Lembro-me, perfeitamente, da primeira aula de teatro. O tema era a compreensão da “Presença”, como uma capacidade de se dedicar integralmente ao momento e à entrega na vida e no palco. A Yara passou um exercício para casa e, naquela semana, deveríamos ficar o tempo todo “em presença”, ou seja, prestando a atenção na escovação dos dentes, na forma de tomar banho, olhando diretamente nos olhos das pessoas ao conversar, andar pelas ruas fazendo contato visual, etc. Achei aquilo extremamente difícil e percebi o quanto eu vivia sem presença. As falas dela me encantavam e faziam total sentido com a busca a que eu me propunha naquele momento. Depois parti para outros cursos, fui conhecer outros métodos e tive uma experiência com o Grupo Tapa, uma das mais importantes companhias de teatro brasileira, com 50 anos de atividade. Ali tive o prazer de conviver e integrar, por um semestre, um grupo de estudos voltado à exploração, treinamento e aperfeiçoamento de técnicas corporais fundamentais à atuação, liderado pelos atores Adriano Bedin e Bruno Barchesi. Já o encontro com a Raíssa foi incrível (daqueles), por ela tenho uma profunda afeição, não só pelo seu talento como atriz, mas pelo seu jeito terno e principalmente pela sua desafetação como Diretora e raridade como ser humano. Sempre digo que com ela aprendi uma coisa: que uma vez determinado o rumo a seguir, entra a melhor parte - abrir se para os acidentes de percurso.
E quando falamos de seu envolvimento com o teatro, especialmente em um solo autoral como o seu, “A Construção de um Solo Autoral – O Caso do Homem de Uma História Só”, como foiconstruir essa narrativa?
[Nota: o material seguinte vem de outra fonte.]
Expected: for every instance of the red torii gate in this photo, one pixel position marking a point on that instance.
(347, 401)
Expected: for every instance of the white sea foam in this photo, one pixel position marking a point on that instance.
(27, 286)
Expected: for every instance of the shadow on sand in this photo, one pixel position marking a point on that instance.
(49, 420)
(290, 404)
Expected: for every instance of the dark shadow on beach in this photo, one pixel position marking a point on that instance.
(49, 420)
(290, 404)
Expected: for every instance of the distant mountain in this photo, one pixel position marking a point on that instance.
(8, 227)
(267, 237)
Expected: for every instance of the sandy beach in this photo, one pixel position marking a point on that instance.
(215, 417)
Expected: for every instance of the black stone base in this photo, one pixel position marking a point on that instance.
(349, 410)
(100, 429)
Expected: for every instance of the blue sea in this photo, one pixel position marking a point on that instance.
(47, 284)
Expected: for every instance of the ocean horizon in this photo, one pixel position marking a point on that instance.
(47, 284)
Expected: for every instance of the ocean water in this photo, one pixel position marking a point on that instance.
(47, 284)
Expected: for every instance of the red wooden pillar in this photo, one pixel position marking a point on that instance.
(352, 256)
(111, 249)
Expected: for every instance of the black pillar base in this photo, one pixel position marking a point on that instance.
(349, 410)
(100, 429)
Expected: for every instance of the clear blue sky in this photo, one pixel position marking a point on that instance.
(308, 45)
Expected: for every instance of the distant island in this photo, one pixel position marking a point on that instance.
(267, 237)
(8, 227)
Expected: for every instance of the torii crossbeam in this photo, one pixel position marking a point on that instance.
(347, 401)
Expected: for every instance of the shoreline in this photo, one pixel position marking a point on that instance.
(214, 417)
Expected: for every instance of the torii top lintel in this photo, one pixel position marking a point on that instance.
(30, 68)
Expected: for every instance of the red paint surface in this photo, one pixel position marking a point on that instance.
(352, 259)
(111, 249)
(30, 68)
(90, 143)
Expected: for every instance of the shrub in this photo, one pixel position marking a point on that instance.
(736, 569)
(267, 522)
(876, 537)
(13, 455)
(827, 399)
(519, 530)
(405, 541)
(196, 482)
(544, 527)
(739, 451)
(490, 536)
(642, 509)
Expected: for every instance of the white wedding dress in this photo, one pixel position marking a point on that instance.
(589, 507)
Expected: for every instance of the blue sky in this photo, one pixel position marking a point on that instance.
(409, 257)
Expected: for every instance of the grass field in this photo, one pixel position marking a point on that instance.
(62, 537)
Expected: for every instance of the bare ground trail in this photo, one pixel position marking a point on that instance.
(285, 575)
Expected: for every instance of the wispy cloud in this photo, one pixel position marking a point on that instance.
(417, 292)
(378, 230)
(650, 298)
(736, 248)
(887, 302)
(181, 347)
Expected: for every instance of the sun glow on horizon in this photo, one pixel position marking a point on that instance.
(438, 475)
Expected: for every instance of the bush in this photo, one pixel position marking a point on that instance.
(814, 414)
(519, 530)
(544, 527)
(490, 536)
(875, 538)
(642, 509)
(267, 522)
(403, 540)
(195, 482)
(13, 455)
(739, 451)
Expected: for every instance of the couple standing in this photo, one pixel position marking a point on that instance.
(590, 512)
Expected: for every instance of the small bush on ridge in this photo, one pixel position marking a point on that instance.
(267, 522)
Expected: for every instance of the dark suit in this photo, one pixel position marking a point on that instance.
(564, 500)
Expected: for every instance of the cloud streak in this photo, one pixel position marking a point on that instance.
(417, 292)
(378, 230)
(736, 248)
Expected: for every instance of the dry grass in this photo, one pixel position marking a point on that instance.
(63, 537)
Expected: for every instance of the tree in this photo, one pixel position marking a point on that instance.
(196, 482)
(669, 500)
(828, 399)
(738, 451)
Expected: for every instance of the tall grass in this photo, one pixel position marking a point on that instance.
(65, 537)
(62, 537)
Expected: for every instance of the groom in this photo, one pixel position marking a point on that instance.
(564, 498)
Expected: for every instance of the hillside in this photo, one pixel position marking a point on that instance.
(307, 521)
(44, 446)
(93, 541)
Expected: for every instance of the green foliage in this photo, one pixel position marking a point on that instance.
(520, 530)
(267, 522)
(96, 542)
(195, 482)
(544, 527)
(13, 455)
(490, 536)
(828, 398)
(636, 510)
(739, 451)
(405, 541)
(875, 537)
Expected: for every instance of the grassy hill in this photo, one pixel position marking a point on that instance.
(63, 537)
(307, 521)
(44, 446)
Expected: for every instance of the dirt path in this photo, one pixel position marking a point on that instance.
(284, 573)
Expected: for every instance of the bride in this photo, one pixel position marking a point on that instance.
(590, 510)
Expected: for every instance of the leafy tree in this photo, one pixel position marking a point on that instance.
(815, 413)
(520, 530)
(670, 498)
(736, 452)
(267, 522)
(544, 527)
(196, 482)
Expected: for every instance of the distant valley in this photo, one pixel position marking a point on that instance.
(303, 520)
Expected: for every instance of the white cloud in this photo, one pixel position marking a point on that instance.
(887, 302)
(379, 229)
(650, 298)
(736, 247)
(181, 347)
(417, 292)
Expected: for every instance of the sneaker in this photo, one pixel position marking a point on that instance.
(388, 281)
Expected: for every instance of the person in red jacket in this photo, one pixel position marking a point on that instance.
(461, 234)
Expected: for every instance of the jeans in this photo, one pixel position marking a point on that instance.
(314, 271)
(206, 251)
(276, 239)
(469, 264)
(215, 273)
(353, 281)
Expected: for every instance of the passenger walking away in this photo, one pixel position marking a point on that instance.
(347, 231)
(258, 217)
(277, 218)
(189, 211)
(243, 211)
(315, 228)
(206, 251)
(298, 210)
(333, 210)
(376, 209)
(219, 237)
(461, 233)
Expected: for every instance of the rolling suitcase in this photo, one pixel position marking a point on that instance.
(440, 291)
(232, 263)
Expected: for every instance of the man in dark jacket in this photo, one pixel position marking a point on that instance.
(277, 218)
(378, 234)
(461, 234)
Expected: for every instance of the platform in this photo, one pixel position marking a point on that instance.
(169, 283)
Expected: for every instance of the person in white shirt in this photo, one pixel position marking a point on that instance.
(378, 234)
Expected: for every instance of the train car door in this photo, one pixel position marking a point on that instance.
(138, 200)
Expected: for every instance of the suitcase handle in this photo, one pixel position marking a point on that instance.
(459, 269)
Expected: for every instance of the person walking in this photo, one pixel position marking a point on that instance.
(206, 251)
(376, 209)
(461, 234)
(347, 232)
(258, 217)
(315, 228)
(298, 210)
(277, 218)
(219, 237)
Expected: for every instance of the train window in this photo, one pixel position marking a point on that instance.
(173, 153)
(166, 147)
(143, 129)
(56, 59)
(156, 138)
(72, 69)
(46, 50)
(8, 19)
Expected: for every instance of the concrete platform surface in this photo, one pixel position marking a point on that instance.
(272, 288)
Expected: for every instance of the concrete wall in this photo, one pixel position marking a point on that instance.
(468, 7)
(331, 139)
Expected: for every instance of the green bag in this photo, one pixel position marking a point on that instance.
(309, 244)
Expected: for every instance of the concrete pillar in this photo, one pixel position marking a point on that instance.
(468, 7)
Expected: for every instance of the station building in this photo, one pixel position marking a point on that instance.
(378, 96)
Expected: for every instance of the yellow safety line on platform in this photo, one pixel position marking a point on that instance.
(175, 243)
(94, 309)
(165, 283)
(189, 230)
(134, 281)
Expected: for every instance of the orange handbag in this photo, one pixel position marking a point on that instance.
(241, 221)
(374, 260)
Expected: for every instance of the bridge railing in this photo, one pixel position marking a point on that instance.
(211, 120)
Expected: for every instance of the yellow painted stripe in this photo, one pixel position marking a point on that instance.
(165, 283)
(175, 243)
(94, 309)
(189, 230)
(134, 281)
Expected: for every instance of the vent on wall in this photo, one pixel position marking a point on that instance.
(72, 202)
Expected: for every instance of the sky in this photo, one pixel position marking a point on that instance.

O Solo Autoral foi algo super inusitado, pois eu estava num curso de leituras de Fernando Pessoa e lá conheci o Gabriel, que havia acabado de fazer o curso com o Davi Novais, de solos autorais e já estava se apresentando. Ficamos amigos e eu falei assim: “Gabriel, veja se você consegue pra mim uma vaga com o Davi? Pois tenho uma ideia interessante de solo e gostaria de fazê-lo neste semestre. Trocamos os contatos. Logo consegui ser aceito pelo Davi na Casa de Artes Operária e lá aprendi que para começar a escrever é necessário, antes de tudo, muita coragem. Coragem para entrar num espaço muito específico, repleto de incompreensões e indagações. Assim, fui dando espaço aos meus devaneios... Todos nós que estávamos envolvidos no processo de construção de solos autobiográficos (éramos 08 alunos), liberamos nossos terrenos internos para que os brotos de todas as histórias pudessem encontrar abrigo e adubo dentro do grupo. Em alguns momentos, também, tive decepção com a palavra, pois tão finita diante de tudo que sentia e pensava.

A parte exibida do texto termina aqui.